13. The low attenuation coaxial cable as claimed in claim 12, in
which:
said low density dielectric material has a specific gravity of
about 0.7 and a dielectric constant of about 1.45, and
said high density dielectric material has a specific gravity of
about 2 and a dielectric constant of about 2.1.
14. A low attenuation coaxial cable as claimed in claim 11, in
which:
each of said layers of low density dielectric material comprises a
tape extending longitudinally of the cable with its edges abutting
in edge-to-edge relationship,
the abutting edges of each layer of low density material are
located away from the abutting edges of an adjoining layer, and
said layer of high density dielectric material comprises a tape of
unsintered PTFE material, extending longitudinally of the cable,
and encircling the underlying low density dielectric layers, and
which is sintered in place after being applied over the underlying
low density dielectric layers.
15. The low attenuation coaxial cable as claimed in claim 11, in
which:
said low density dielectric material has a specific gravity of
about 0.7 and a dielectric constant of about 1.45, and
said high density dielectric material has a specific gravity of
about 2 and a dielectric constant of about 2.1.
16. The low attenuation coaxial cable as claimed in claim 14, in
which:
the abutting edges of each layer of low density material are
located on the opposite side of the center conductor from the
abutting edges of an adjoining layer, and
the edges of the high density dielectric material encircling the
underlying low density dielectric layers are overlapping.

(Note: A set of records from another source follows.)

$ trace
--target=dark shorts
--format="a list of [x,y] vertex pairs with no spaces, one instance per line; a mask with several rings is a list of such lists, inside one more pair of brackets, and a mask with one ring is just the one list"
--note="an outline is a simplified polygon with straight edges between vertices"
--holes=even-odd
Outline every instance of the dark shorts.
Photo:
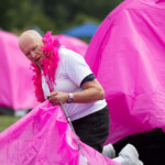
[[100,111],[80,118],[72,122],[76,134],[80,140],[94,147],[95,150],[102,152],[103,143],[106,142],[109,129],[110,117],[109,109],[105,107]]

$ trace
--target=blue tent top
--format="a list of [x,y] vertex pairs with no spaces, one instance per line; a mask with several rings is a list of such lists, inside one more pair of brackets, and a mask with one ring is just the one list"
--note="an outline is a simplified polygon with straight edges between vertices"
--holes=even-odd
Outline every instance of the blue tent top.
[[65,31],[63,34],[75,36],[75,37],[92,37],[98,26],[99,24],[96,23],[84,23],[74,29]]

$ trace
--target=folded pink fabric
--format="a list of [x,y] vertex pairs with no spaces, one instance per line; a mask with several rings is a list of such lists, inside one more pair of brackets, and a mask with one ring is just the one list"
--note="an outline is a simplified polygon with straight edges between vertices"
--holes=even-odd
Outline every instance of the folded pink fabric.
[[86,61],[105,88],[107,142],[165,127],[165,0],[125,0],[100,24]]
[[[18,45],[19,36],[0,31],[0,107],[14,110],[32,109],[37,102],[32,81],[30,61]],[[88,44],[79,38],[61,35],[59,42],[85,56]]]
[[47,100],[0,134],[0,164],[120,165],[80,145],[82,152],[62,109]]

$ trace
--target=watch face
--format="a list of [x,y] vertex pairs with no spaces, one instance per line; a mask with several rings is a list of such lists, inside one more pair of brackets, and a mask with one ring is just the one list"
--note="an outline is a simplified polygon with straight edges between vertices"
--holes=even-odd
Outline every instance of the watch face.
[[69,98],[67,101],[68,101],[68,103],[72,103],[72,102],[74,102],[74,98]]
[[73,96],[73,94],[69,94],[67,103],[72,103],[72,102],[74,102],[74,96]]

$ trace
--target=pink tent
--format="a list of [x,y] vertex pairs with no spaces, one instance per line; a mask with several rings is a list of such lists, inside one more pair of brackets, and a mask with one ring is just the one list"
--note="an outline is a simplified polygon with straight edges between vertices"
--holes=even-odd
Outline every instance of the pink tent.
[[36,106],[30,62],[18,46],[18,36],[0,31],[0,107],[14,110]]
[[[0,107],[32,109],[37,105],[32,82],[33,73],[29,59],[18,46],[18,40],[16,35],[0,31]],[[88,47],[85,42],[67,35],[61,35],[59,42],[82,56]]]
[[80,151],[61,108],[45,101],[0,134],[0,164],[120,165],[79,143]]
[[107,142],[165,129],[165,0],[125,0],[101,23],[86,61],[106,91]]
[[88,44],[85,43],[84,41],[63,34],[59,35],[59,43],[61,45],[64,45],[66,48],[73,50],[82,56],[85,56],[88,48]]

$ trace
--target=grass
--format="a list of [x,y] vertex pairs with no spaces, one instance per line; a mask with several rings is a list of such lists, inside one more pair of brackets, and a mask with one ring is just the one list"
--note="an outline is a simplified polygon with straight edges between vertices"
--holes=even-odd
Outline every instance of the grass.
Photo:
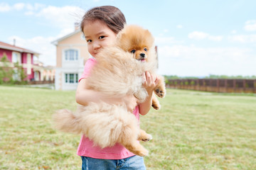
[[[168,90],[141,117],[153,135],[147,169],[256,169],[256,97]],[[55,110],[75,110],[75,91],[0,86],[0,169],[80,169],[80,136],[57,132]]]

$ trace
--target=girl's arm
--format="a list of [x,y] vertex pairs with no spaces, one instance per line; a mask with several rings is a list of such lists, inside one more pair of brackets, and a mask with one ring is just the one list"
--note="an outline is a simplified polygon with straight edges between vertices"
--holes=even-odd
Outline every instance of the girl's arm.
[[100,101],[109,104],[124,103],[127,107],[127,110],[130,112],[132,112],[137,105],[137,98],[134,96],[114,98],[104,95],[101,92],[88,89],[86,86],[86,79],[81,79],[78,83],[75,94],[75,100],[78,104],[83,106],[87,106],[90,102],[99,103]]
[[143,76],[144,79],[143,86],[148,92],[149,96],[146,97],[144,102],[139,105],[139,110],[141,115],[144,115],[149,113],[151,107],[153,91],[159,80],[148,72],[146,72],[143,74]]

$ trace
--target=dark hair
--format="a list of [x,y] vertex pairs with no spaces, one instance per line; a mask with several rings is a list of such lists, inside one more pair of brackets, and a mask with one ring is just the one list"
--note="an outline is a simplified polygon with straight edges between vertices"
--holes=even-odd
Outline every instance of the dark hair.
[[118,33],[124,28],[126,20],[124,14],[117,7],[112,6],[102,6],[92,8],[87,11],[80,24],[82,32],[87,21],[100,20],[105,23],[108,28],[114,33]]

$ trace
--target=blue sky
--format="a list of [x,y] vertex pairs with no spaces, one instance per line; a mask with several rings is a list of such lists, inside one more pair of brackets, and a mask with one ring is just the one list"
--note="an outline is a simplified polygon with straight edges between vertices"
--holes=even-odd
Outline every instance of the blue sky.
[[112,5],[128,24],[149,29],[161,74],[256,75],[256,1],[55,0],[0,1],[0,41],[41,53],[55,64],[50,42],[74,30],[87,9]]

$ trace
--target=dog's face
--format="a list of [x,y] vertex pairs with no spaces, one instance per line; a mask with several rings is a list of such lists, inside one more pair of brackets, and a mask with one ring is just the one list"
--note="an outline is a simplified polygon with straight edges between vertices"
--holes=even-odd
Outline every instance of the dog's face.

17. A low attenuation high frequency coaxial cable for carrying
microwave energy in the gigaHertz range and having a center
conductor extending along the axis of the cable comprising:
a dielectric surrounding said center conductor including a
plurality of layers of low density PTFE dielectric material,
at least one layer of high density PTFE dielectric material
surrounding and holding said plurality of layers of low density
PTFE dielectric material around said center conductor,
a plurality of longitudinally extending, parallel, adjacent
conductive wire strands which are in electrical contact with each
other forming an outer conductor encircling said high density PTFE
dielectric material,
said conductive wire strands having a slight helical lay along the
axis of said cable,
a jacket of uncured high density PTFE material applied over said
wire strands and then cured in place,
a tight wire braid around said jacket for applying compressive
force around said jacket for pressing the conductive wire strands
of said outer conductor inwardly together around said layer of high
density PTFE dielectric material of said cable and thereby further
reducing the attenuation of said cable,
each of said layers of low density dielectric material comprising a
tape extending longitudinally of the cable with its edges abutting
in edge-to-edge relationship,
the abutting edges of each layer of low density material being
located on the opposite side of the center conductor from the
abutting edges of an adjoining layer, and
said layer of high density dielectric material comprising a tape of
unsintered PTFE material, extending longitudinally of the cable and
encircling the underlying low density dielectric layers and with
its edges overlapping and which is sintered in place after being
applied over the underlying low density dielectric layers.
Description
BACKGROUND OF THE INVENTION
This invention relates to coaxial electrical cables, and more
particularly, to flexible coaxial cables for carrying microwave
signals in the gigaHertz range with extremely low attenuation and
low radiation losses.
In conventional coaxial cables, a center conductor is surrounded by
a dielectric which in turn is surrounded by an outer conductive
shield serving as an outer conductor generally coaxial with the
center conductor. This outer shield is conventionally formed by a
braid of electrical wires and in some cables a second braided
shield surrounds the first and the composite is called a double
shield braid. Such conventional cables have been found suitable for
most applications but are totally unsuited for the very highest
frequency applications, for example, in the gigaHertz range,
because the attenuation losses of such conventional coaxial cables
often are totally unacceptable for use in the gigaHertz (GHz)
applications.
Among other problems with these conventional braid shielded coaxial
cables are that the braid itself provides windows or openings
through which electrical energy leaks or radiates from the cable.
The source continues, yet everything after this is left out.